Personal médico ha denunciado que el área de cirugías, laboratorio y consulta externa han dejado de operar debido a fallas en el aire acondicionado.
¿Qué está pasando en el Hospital General “Dr. Fernando Ocaranza”?
Los empleados reportaron que el sistema de aire acondicionado está descompuesto, por lo que se tuvieron que suspender las cirugías programadas; una situación que no es nueva, pero que hasta el momento sigue sin haber solución.
Este sistema abastece la climatización de todo el nosocomio, por lo que diversas áreas se han visto afectadas, entre ellas: Medicina Interna, Cirugía, Laboratorio, Farmacias y Cocina.
Debido al problema que se reportó desde el 4 de junio, los pacientes han tenido que ser trasladados y referidos a otras unidades médicas para recibir atención. Hasta el momento, las autoridades no han informado si el problema fue causado por una falla técnica o por algún otro incidente.
¿Qué ha dicho el ISSSTE?
La dependencia informó que actualmente se llevan a cabo trabajos de reparación en el sistema de aire acondicionado del área de recuperación ubicada en el piso de cirugía.

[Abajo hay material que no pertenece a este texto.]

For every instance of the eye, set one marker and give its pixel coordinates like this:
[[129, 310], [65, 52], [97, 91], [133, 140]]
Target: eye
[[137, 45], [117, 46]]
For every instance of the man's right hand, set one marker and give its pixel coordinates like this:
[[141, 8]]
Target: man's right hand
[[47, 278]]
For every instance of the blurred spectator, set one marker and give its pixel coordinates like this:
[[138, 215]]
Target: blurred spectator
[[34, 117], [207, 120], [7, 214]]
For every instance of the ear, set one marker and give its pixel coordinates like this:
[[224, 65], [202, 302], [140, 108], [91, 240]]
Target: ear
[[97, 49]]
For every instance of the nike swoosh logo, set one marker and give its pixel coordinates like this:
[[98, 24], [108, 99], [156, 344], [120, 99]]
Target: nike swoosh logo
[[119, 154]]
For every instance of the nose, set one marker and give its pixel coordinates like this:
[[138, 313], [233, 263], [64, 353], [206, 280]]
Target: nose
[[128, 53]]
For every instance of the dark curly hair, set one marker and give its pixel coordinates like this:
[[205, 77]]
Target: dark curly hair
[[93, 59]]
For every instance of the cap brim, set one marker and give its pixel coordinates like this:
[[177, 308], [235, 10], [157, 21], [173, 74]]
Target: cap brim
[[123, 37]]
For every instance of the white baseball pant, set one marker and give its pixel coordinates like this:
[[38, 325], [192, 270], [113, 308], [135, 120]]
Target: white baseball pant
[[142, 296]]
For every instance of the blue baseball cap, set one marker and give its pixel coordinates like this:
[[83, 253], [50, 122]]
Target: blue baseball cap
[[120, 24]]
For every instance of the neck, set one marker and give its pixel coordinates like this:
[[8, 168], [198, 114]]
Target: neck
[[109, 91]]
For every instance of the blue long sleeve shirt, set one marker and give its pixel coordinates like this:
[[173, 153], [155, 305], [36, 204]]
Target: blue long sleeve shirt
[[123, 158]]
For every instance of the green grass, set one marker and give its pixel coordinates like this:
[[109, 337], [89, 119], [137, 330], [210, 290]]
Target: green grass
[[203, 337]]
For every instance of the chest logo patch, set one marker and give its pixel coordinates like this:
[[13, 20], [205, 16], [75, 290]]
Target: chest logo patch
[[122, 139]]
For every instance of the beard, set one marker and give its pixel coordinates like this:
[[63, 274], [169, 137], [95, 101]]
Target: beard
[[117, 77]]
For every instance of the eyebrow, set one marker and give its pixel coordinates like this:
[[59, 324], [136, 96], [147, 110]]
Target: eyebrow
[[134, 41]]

Las labores buscan restablecer el funcionamiento óptimo de las instalaciones y garantizar un entorno adecuado para la atención de los pacientes.
Mientras concluyen las reparaciones, la institución decidió mantener únicamente la realización de procedimientos ambulatorios y cirugías de urgencia
Esta medida fue implementada con el objetivo de preservar las condiciones de seguridad y calidad en la atención médica, así como minimizar cualquier riesgo para los pacientes y el personal de salud.
Lluvias provocan goteras en el Hospital General “Dr. Fernando Ocaranza” del ISSSTE
No es la primera vez que el Hospital de Hermosillo enfrenta problemas que afectan su operación. En enero de 2025, las intensas lluvias registradas provocaron filtraciones de agua en diversas áreas del lugar, lo que obligó a implementar medidas de emergencia.
Entre las zonas más afectadas se encontró la Unidad de Cuidados Intensivos, donde fue necesario reubicar a los pacientes que recibían atención médica especializada.
Aunque el servicio fue restablecido posteriormente, el incidente evidenció la vulnerabilidad de algunas instalaciones del hospital ante fallas en su infraestructura.